The penitentiary is full of our race who are sent there by wicked and malicious persecutions, and unjust sentences dealt out by judges who deem a colored criminal fit only for the severest and longest sentences for trivial offenses.

In all departments of the State we are systematically deprived of recognition except in menial positions. In our metropolitan city, and even cities of lesser note, we are not considered in the appointments in fire companies, police force, notary publics, etc. In fact, we are the ruled class and have no share in the government.

While grateful for much done in the line of school advantages, yet no system in this enlightened day is complete without normal schools. These the colored people have not, while every other ex-slave State has made provisions for normal training.

Recognizing the progressive spirit in our State and with a desire to act for the good of the 271,481 colored citizens of Kentucky.
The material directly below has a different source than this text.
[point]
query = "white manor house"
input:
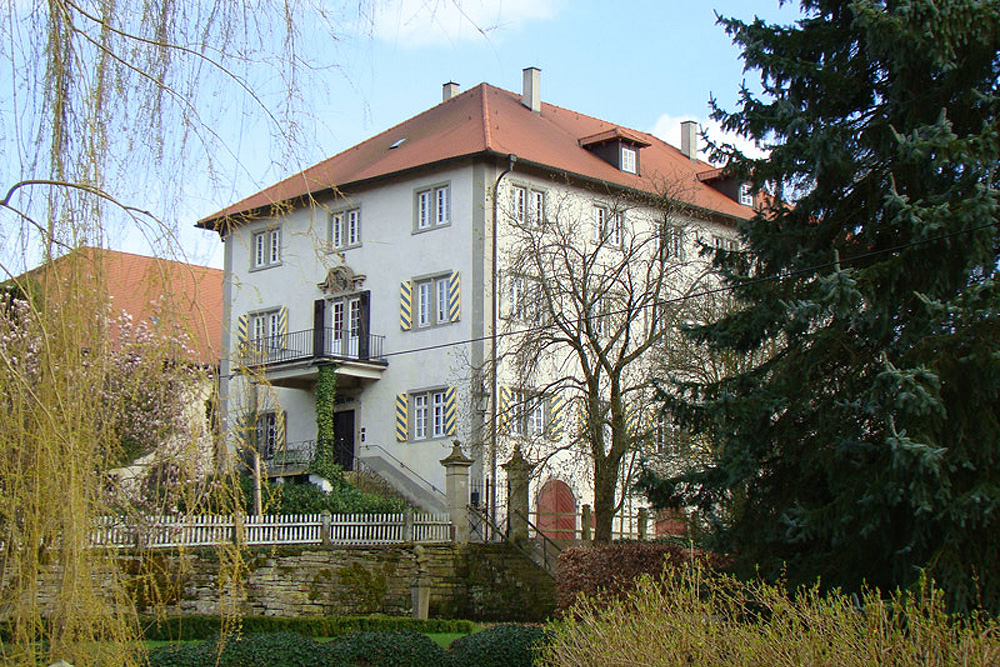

We do hereby, after due deliberation and by the advice of leading men among us, call a convention to meet in the city of Lexington, on the 26th day of November, 1885, to discuss these and other matters pertaining to the welfare of the race, that after due deliberation a respectful petition shall be laid before the Legislature when assembled.

To further carry out these provisions, it is hereby ordered that the colored citizens in each county meet at the county site in mass meeting, at 12 M., November 19th, and elect the number of delegates set opposite the county name.

The apportionment is on the following basis:

Not less than one delegate from each county; three delegates for every 1,000 colored citizens and one additional for every fractional thousand over five hundred, taken from the census of 1880.